Friday, July 15, 2011

In Defense of Category Romance: A Night of Scandal

Shy Puppy!
A Night of Scandal by Sarah Morgan is this month's book club pick over at Smart Bitches, Trashy Books, but lucky for me it also serves to further prove my point that category romance is a diverse and varied sub-genre. This is one of those cases where the tropes and silliness are used pretty sparingly, and as a result you are free to take the book seriously.

Nathaniel Wolfe is a movie star who can't stop acting. He has very dark past which he makes every effort to bury by constantly keeping up a persona as a bored and disinterested celebrity. Katie Field is a costume designer working on Nathaniel's latest play. When Nathaniel's past creeps up on him unexpectedly, he recruits Katie to help him escape. She's then drawn into his world and drawn to him as a person. Katie is a chatty person, and honest to a fault. Katie has some confidence issues which she hides by wearing drab cloths (the color of the adorable puppy). They are opposites in many ways, and so they are able to help each other and heal many past wounds together.

I'm a fan of the opposites attract thing, so this romance really worked for me. I thought the relationship had a nice pace to it and developed along with the characters. For such a short book, it spans a variety of settings and each reflects where the characters are emotionally--from London, to a secluded island, to Rio, to L.A. I especially enjoyed Nathaniel's back story and how Morgan chose to reveal it in pieces until the end when the reader grasps the full horrific picture. I liked Katie's personality, she's very optimistic and personable.
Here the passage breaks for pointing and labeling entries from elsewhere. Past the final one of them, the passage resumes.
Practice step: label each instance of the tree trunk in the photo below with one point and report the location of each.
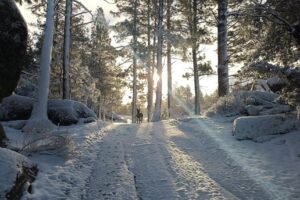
(194, 54)
(149, 66)
(169, 61)
(223, 80)
(39, 121)
(67, 46)
(158, 100)
(134, 88)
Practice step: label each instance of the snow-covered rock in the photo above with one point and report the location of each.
(257, 126)
(66, 112)
(253, 110)
(236, 104)
(16, 107)
(15, 170)
(278, 109)
(2, 136)
(63, 112)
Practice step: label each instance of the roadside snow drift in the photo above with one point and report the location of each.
(62, 112)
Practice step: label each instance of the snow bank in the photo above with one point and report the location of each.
(12, 168)
(261, 127)
(63, 112)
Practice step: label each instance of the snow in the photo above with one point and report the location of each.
(258, 126)
(60, 112)
(191, 158)
(10, 166)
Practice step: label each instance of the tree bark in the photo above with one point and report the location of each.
(169, 60)
(150, 74)
(67, 46)
(158, 100)
(223, 80)
(134, 88)
(194, 54)
(39, 121)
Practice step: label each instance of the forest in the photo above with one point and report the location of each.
(86, 81)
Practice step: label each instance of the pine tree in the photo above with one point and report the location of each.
(223, 79)
(39, 121)
(158, 100)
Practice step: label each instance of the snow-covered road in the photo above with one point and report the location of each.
(168, 160)
(187, 159)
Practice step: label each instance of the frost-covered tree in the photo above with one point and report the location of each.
(102, 64)
(223, 77)
(39, 121)
(158, 98)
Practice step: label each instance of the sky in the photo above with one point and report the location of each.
(208, 84)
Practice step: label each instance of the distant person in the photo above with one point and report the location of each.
(139, 116)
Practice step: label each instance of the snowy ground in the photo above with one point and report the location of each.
(193, 158)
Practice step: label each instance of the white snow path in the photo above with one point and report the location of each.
(189, 159)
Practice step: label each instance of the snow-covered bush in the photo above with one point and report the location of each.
(15, 172)
(237, 103)
(58, 142)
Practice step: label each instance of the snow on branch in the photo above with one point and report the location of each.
(293, 74)
(85, 8)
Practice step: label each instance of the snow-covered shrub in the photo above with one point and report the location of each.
(58, 142)
(237, 103)
(14, 169)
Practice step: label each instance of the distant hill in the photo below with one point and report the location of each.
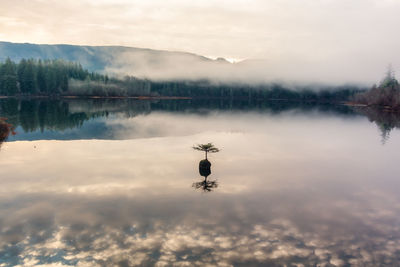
(112, 59)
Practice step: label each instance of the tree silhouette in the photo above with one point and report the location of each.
(5, 129)
(207, 148)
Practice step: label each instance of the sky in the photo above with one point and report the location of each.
(345, 40)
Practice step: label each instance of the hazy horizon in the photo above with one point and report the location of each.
(332, 42)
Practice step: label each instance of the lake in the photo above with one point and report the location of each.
(117, 183)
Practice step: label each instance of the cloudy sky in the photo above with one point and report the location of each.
(339, 36)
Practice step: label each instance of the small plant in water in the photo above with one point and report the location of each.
(207, 148)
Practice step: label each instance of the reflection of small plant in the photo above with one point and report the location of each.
(208, 148)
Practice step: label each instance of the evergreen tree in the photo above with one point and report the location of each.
(8, 78)
(41, 77)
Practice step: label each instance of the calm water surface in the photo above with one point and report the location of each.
(97, 183)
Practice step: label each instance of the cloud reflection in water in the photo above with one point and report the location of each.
(305, 197)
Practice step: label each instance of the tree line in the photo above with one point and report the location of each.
(386, 94)
(59, 77)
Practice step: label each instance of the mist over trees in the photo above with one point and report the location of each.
(62, 78)
(386, 94)
(59, 77)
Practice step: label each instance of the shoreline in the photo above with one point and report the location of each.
(97, 97)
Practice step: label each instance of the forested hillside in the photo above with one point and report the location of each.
(32, 77)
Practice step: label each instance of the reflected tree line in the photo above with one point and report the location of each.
(62, 114)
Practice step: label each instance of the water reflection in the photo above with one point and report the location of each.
(5, 130)
(386, 120)
(72, 119)
(306, 188)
I didn't care for Katie's character arc. Basically the focus is on her finding confidence in herself (particularly with regard to her appearance). I get that this is a deep seated emotional issue for many women, and the author handles it with grace. However, it pales in comparison to Nathaniel's story of childhood abuse and overcoming his emotionally stunted existence. In some ways I kept wondering how Katie, of the relatively happy (if poor and frumpy) life could begin to understand Nathaniel's pain. It's a testament to Morgan's style that I did believe their happily ever after despite this sort of uneven development.

Overall, I recommend this book. It isn't to fluffy, nor is it too dark. There are a lot of touching emotional moments and a surprisingly satisfying romance. 4 stars.